Skip site navigation (1)Skip section navigation (2)
Date:      Tue, 14 Oct 2014 10:18:05 -0700
From:      Nathan Whitehorn <nwhitehorn@freebsd.org>
To:        Justin Hibbits <chmeeedalf@gmail.com>, Mark Millard <markmi@dsl-only.net>
Cc:        FreeBSD PowerPC ML <freebsd-ppc@freebsd.org>
Subject:   Re: My PowerMac G5's no longer crash at boot: PowerMac G5 specific ofwcall changes with justifying evidence [important typos fixed]
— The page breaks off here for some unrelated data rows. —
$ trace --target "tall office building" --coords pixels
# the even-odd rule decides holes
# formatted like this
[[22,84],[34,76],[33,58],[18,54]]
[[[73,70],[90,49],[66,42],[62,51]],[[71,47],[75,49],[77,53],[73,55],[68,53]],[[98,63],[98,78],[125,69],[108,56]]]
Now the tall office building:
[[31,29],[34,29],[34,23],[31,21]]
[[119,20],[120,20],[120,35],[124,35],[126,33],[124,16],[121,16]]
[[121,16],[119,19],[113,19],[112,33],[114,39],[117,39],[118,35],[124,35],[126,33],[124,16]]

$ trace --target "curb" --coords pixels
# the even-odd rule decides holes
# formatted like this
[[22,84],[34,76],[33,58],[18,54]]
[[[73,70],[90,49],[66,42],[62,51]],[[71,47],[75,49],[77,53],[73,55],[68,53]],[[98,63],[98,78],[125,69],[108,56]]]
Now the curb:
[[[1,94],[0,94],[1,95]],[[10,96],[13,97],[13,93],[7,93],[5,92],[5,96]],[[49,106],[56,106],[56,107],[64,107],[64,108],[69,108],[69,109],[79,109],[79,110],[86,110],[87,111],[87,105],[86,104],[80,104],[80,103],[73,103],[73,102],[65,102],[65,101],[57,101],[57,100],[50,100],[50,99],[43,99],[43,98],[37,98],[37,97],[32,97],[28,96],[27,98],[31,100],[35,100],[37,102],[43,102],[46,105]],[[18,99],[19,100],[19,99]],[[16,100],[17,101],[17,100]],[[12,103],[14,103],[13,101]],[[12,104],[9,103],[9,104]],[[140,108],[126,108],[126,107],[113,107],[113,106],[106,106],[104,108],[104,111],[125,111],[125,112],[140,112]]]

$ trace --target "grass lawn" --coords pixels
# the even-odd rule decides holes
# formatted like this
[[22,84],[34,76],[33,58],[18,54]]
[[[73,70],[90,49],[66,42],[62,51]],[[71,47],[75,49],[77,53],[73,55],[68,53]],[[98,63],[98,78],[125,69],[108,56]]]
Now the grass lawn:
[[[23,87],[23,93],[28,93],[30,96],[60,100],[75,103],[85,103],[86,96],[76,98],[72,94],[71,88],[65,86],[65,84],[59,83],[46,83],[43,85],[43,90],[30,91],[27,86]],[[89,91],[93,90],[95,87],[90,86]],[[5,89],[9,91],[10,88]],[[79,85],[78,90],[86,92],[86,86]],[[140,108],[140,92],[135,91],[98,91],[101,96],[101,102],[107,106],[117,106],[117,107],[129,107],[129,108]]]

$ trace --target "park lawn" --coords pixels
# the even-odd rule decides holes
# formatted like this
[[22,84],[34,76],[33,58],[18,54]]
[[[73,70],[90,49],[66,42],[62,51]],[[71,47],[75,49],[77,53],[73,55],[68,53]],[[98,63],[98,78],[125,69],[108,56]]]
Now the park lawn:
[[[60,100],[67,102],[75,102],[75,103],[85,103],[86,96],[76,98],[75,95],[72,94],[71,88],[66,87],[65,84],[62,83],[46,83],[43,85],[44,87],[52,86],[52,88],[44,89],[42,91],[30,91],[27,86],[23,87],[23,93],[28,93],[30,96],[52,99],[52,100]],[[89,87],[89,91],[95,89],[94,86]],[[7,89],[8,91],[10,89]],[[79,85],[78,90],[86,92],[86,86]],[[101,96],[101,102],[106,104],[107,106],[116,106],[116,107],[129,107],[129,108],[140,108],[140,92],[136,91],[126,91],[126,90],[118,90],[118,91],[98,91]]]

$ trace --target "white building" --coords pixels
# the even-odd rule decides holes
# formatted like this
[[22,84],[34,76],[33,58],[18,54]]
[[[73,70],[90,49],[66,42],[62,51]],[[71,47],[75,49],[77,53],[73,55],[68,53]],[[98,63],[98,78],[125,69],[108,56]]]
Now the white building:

Message-ID:  <543D5ACD.20901@freebsd.org>
In-Reply-To: <CAHSQbTCKi_MBhERh6d=kX2y-=%2B2OzqpGM%2BN=ZEShi-kX2r8NPQ@mail.gmail.com>
References:  <76F704FD-BB74-4439-8318-DB4C167B420F@dsl-only.net>	<543B3828.8070806@freebsd.org>	<9D9B0372-8D8F-4153-85B5-40066206EF67@dsl-only.net>	<379AA7FC-98C9-48B9-92BB-60E134817AF1@dsl-only.net>	<C614025F-6455-4929-8468-462E76079274@dsl-only.net>	<A2AB9066-259B-4B7D-BDDC-D03AE5827E13@dsl-only.net> <CAHSQbTCKi_MBhERh6d=kX2y-=%2B2OzqpGM%2BN=ZEShi-kX2r8NPQ@mail.gmail.com>

next in thread | previous in thread | raw e-mail | index | archive | help
r1 *must be* preserved by the standard and for anything to work. It's 
being corrupted somehow (Mark's comment about r3 is illuminating), and 
if r1 is being corrupted, you can't rely on anything. I suspect it might 
be an exception handling issue since it's non-deterministic, but it's 
hard to tell. It could also be triggered by the way we've set up the OF 
stack frame. It would be good to check if that makes sense.
-Nathan

On 10/14/14 09:53, Justin Hibbits wrote:
> Interesting.  Perhaps, instead of using %r1, and relying purely on the
> stack we use yet another (non-volatile) register to hold the MSR.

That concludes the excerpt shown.